Re: case sensitivity in tags?

Tim Pierce (twpierce@midway.uchicago.edu)
Wed, 10 May 95 12:10:18 EDT

> > From: connolly@w3.org (Dan Connolly)
> >
> > Paul Grosso writes:
> > > > From: connolly@w3.org (Dan Connolly)
> > > >
> > > > > Is this an SGML problem?
> > > >
> > > > Yes.
> > >
> > > What is the (perceived) problem? That 8879 (the SGML standard) doesn't
> > > cover this (which isn't true) or that what it does say needs explaining?
> >
> > Er... I meant "Yes, this is a problem where the HTML spec inherits
> > from SGML," not "Yes, this shows some problem with the SGML spec."
> >
> > For example, you can experiment via the HTML validation service
> > to see which attribute values are case sensitive and which are not.
>
>
> > From: Tim Pierce <twpierce@midway.uchicago.edu>
> > To: paul@arbortext.com
> >
> > > What is the (perceived) problem?
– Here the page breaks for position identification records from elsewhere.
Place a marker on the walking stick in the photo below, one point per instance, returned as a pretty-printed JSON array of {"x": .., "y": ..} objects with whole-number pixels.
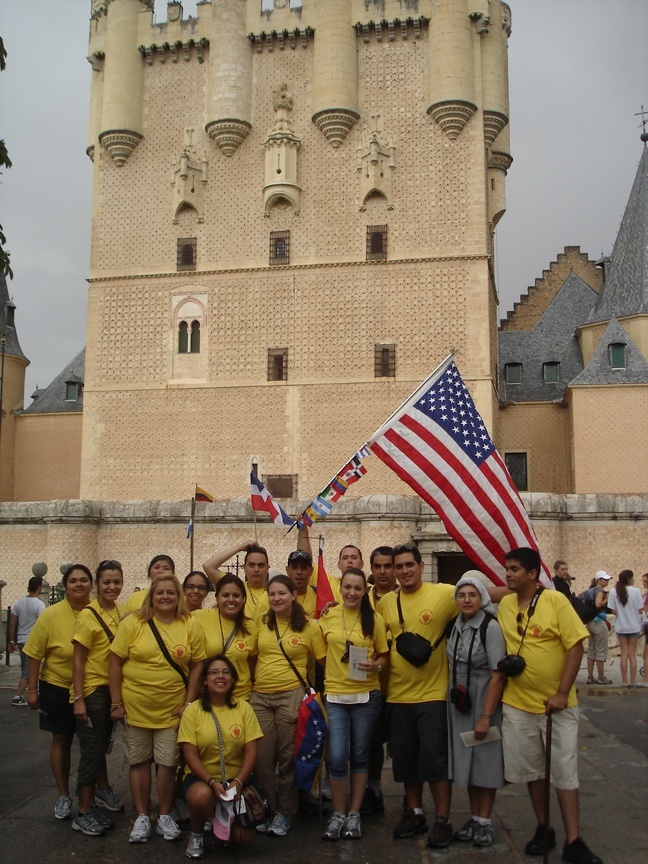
[{"x": 547, "y": 822}]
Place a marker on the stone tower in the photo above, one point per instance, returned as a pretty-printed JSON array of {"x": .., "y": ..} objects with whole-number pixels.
[
  {"x": 12, "y": 386},
  {"x": 293, "y": 215}
]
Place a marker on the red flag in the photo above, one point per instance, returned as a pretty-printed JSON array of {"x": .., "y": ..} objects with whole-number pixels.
[
  {"x": 438, "y": 444},
  {"x": 324, "y": 590}
]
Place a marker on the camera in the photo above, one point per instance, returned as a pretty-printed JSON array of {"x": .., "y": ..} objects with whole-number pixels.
[
  {"x": 512, "y": 665},
  {"x": 460, "y": 698}
]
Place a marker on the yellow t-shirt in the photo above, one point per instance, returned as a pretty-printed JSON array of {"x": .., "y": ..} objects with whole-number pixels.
[
  {"x": 240, "y": 648},
  {"x": 239, "y": 726},
  {"x": 151, "y": 688},
  {"x": 554, "y": 629},
  {"x": 338, "y": 625},
  {"x": 308, "y": 601},
  {"x": 426, "y": 612},
  {"x": 273, "y": 672},
  {"x": 51, "y": 642},
  {"x": 134, "y": 602},
  {"x": 89, "y": 633}
]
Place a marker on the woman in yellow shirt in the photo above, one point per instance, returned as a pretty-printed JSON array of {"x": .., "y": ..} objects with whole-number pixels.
[
  {"x": 229, "y": 631},
  {"x": 353, "y": 698},
  {"x": 285, "y": 636},
  {"x": 195, "y": 587},
  {"x": 49, "y": 648},
  {"x": 95, "y": 630},
  {"x": 154, "y": 673},
  {"x": 217, "y": 720}
]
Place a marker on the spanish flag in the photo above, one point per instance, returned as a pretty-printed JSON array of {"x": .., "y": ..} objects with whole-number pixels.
[{"x": 201, "y": 495}]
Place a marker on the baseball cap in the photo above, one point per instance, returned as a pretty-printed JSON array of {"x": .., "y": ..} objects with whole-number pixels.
[{"x": 300, "y": 555}]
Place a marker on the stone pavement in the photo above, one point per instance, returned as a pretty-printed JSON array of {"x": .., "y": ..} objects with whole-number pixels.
[{"x": 614, "y": 802}]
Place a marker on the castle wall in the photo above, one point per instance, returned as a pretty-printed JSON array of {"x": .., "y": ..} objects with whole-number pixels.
[
  {"x": 542, "y": 431},
  {"x": 610, "y": 419},
  {"x": 591, "y": 532},
  {"x": 202, "y": 418},
  {"x": 47, "y": 456}
]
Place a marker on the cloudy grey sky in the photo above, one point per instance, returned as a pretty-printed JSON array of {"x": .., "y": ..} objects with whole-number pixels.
[{"x": 578, "y": 74}]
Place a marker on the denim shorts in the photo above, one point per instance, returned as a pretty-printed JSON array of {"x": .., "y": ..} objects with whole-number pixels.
[{"x": 350, "y": 729}]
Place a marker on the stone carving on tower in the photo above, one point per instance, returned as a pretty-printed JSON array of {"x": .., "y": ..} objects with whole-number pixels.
[
  {"x": 189, "y": 179},
  {"x": 375, "y": 166},
  {"x": 281, "y": 148}
]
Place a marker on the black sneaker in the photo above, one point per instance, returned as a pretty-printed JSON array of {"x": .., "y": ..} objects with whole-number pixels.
[
  {"x": 535, "y": 846},
  {"x": 440, "y": 835},
  {"x": 577, "y": 852},
  {"x": 372, "y": 802},
  {"x": 411, "y": 823}
]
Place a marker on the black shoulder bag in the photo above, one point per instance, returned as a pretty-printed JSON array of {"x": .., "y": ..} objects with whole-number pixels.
[{"x": 166, "y": 654}]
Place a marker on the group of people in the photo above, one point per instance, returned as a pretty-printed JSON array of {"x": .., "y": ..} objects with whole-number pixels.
[
  {"x": 629, "y": 606},
  {"x": 460, "y": 689}
]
That 8879 (the SGML standard) doesn't
> > > cover this (which isn't true) or that what it does say needs explaining?
> >
> > Apparently the latter. I was the one who first raised the
> > question with Dan. Now, I admit right out front that I'm
> > not conversant with SGML, but since that's likely to be true
> > of a large proportion of the audience of this Internet
> > draft, it strikes me as important to clarify it elsewhere in
> > the document.
> >
> > I asked if it was an "SGML problem" because I didn't know
> > whether SGML would permit individual DTDs to specify such
> > things as the case of the attributes. As you seem to
> > observe, that isn't so.
> >
>
> I'll say a few more words assuming it may help some people. I'll try
> not to be too technical (though it'll be at the expense of precision).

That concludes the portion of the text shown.